DOMINGO DE RAMOS, 3 DE ABRIL

Siete y diez de la tarde

Por extraño que pareciera, no se oyó ningún grito. Apenas un ruido crujiente cuando el cuerpo cruzó las ramas de los árboles y luego un golpe sordo cuando llegó al suelo. Las dos ancianas que parloteaban en la calle con el conserje retrocedieron instintivamente en el vestíbulo antes de volverse a ver lo que había ocurrido. Cuando por fin miró una de ellas, dejó caer la palma verde que había llevado todo el día en los oficios eclesiásticos y lanzó una exclamación ahogada.

El cuello del muerto estaba torcido de manera espantosa y la sangre le manaba de una arteria, corría siguiendo el peralte del asfalto y se deslizaba junto a la acera; y, detalle grotesco, el líquido rojo arrastraba una hoja caída hacia una cloaca cercana.

El conserje, hombre de edad, intentó en vano que las dos señoras entraran en la portería. Entonces se dirigió al cadáver y echó una ojeada al rostro magullado.

—Dios mío, es el señor Santos, el del ático. Entren, señoras, por favor. Voy a llamar al 091.

Una vez tras los cristales de la portería, sacó vasos y una botella de coñac y ofreció un poco a las aturdidas feligresas.

Había muy poco tráfico en la calle Alfonso XII en aquella tarde de domingo, sobre todo desde que tantos madrileños partieran hacia Benidorm o Palma de Mallorca para pasar, al parecer, la Semana Santa con intenciones y proyectos no excesivamente religiosos.

El conserje miraba a uno y otro extremo de la calle en busca de señales que le anunciasen la llegada de la policía. Dos motoristas se habían detenido y les pidió que no tocaran el cadáver.

—¿Lo ha atropellado algún conductor que se ha dado a la fuga? —preguntó uno de ellos, un individuo con aire respetable de pertenecer a alguna profesión liberal.

—Me parece que no —replicó el conserje, un tanto tembloroso—. Creo que se cayó del octavo.

—Pues es bastante raro que haya caído en plena calzada —dijo el motorista, echando un vistazo a la parte superior de la fachada—. ¿Ha llamado a la policía?

—Sí, en cuanto ocurrió —dijo el conserje.

En aquel momento oyeron la sirena de un coche de la policía que doblaba por la plaza de la Independencia. No tardaron en ver el Jeep grisáceo de la Policía Armada, con las ventanas enrejadas, que se acercaba a toda velocidad. Se detuvo a escasa distancia del cadáver y el charco de sangre, y cuatro policías de uniforme gris saltaron del vehículo.

—¿Accidente de tráfico? —preguntó uno al conserje.
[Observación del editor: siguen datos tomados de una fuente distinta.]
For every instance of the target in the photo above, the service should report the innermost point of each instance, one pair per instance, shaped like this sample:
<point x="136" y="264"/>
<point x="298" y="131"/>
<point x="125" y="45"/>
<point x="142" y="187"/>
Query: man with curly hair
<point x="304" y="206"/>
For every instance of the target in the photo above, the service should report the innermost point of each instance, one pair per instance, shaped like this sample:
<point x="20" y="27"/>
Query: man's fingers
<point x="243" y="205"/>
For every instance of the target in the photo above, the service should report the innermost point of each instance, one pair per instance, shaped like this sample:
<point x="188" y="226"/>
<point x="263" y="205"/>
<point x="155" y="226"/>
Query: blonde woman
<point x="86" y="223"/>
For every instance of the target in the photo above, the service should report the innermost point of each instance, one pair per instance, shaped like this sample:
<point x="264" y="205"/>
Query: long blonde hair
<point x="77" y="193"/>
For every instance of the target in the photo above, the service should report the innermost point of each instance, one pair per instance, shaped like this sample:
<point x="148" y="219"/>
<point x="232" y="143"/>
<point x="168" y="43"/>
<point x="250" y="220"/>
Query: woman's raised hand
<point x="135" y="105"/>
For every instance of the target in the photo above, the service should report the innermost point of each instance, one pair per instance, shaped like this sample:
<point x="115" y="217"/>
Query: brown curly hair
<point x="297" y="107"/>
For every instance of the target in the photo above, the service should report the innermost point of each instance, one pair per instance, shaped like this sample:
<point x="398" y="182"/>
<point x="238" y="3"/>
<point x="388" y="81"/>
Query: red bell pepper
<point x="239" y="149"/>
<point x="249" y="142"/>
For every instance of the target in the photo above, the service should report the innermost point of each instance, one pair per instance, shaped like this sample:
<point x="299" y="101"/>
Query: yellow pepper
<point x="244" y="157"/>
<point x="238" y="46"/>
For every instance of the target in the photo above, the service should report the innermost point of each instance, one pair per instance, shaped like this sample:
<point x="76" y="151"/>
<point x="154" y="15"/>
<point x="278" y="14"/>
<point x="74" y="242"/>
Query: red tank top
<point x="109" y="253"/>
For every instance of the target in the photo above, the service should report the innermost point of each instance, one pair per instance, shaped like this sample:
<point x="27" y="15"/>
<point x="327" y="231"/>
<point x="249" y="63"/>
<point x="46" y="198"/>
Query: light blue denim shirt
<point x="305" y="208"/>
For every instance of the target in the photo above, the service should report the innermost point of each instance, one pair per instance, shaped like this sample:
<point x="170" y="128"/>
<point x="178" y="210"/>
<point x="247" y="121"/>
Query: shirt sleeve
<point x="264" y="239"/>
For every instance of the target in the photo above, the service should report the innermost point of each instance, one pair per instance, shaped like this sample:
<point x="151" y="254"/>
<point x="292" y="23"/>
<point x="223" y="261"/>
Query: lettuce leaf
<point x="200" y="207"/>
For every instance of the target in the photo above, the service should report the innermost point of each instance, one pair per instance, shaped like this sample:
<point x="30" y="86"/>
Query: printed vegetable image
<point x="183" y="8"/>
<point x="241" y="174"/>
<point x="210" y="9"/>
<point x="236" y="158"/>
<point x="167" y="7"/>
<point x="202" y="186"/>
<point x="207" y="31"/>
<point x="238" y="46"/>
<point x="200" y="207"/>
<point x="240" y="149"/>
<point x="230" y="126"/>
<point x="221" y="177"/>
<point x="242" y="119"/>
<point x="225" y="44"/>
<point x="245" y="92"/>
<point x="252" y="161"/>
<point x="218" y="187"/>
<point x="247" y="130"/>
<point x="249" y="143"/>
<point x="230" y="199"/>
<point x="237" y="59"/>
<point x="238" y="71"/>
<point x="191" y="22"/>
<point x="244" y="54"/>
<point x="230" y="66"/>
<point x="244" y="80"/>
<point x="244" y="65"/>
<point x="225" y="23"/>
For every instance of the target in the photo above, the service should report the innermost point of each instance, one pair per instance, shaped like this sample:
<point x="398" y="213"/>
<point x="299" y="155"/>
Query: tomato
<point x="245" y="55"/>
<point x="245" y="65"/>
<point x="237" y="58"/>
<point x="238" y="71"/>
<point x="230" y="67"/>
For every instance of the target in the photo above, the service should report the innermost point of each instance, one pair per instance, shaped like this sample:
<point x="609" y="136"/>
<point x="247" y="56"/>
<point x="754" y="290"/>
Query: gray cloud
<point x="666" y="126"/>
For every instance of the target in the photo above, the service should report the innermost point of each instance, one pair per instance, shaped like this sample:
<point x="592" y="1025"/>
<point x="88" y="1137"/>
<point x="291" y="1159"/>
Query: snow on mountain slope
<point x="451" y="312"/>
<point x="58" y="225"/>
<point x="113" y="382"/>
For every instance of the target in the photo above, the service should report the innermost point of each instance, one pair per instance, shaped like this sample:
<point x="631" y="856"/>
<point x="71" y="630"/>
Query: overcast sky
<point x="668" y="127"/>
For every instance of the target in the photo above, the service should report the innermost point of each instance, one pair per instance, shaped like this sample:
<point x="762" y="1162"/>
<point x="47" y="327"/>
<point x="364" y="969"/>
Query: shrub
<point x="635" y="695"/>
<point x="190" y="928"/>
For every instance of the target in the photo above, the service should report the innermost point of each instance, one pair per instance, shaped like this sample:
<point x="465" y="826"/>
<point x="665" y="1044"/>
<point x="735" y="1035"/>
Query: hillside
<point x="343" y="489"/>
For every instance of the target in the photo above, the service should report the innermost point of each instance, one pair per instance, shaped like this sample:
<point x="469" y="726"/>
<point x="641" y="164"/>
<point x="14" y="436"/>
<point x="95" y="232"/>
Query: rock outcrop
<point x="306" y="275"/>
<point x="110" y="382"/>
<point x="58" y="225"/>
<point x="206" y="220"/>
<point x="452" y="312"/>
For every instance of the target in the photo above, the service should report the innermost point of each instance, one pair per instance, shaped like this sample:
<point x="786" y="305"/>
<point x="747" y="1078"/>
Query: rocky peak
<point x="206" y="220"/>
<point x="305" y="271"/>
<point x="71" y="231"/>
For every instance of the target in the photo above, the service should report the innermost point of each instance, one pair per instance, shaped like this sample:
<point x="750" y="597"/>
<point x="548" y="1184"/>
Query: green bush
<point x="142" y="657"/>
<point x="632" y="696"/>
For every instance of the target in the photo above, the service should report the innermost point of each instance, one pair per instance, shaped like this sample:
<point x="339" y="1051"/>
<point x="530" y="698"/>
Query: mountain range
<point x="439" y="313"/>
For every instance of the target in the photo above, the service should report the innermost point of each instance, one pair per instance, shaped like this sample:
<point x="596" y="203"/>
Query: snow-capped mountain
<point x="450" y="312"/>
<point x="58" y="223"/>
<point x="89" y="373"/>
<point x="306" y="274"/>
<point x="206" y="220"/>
—No señor. Creo que se cayó del ático.

—Bueno. Será mejor llamar a la comisaría. Ya mandarán un inspector.

Siete y media de la tarde

El inspector Martín, de la comisaría del Retiro, llegó en un Seat oficial, conducido por un chófer. Hizo una rápida inspección ocular del cadáver y luego hizo al conserje unas rápidas pero incisivas preguntas.

¿Quién había presenciado la caída? ¿Cuánto tiempo había pasado? ¿Sabría identificar al interfecto? ¿Había subido alguien al piso del muerto después de la caída? ¿Había visto a alguien entrar o salir del edificio en la última media hora?

Tras oír las nerviosas respuestas del conserje, decidió llamar al juzgado de guardia sin demora y pidió al juez de turno que acudiera a autorizar el levantamiento del cadáver. Pero pensándolo mejor resolvió llamar también a la Central y pedir que un agente de la Criminal viniera por allí para inspeccionar la escena primero. El instinto le decía que allí había algo más que un suicidio llano y simple, pero no supo dar con los motivos de sus sospechas. No perdía nada llamando inmediatamente a la Dirección General de Seguridad.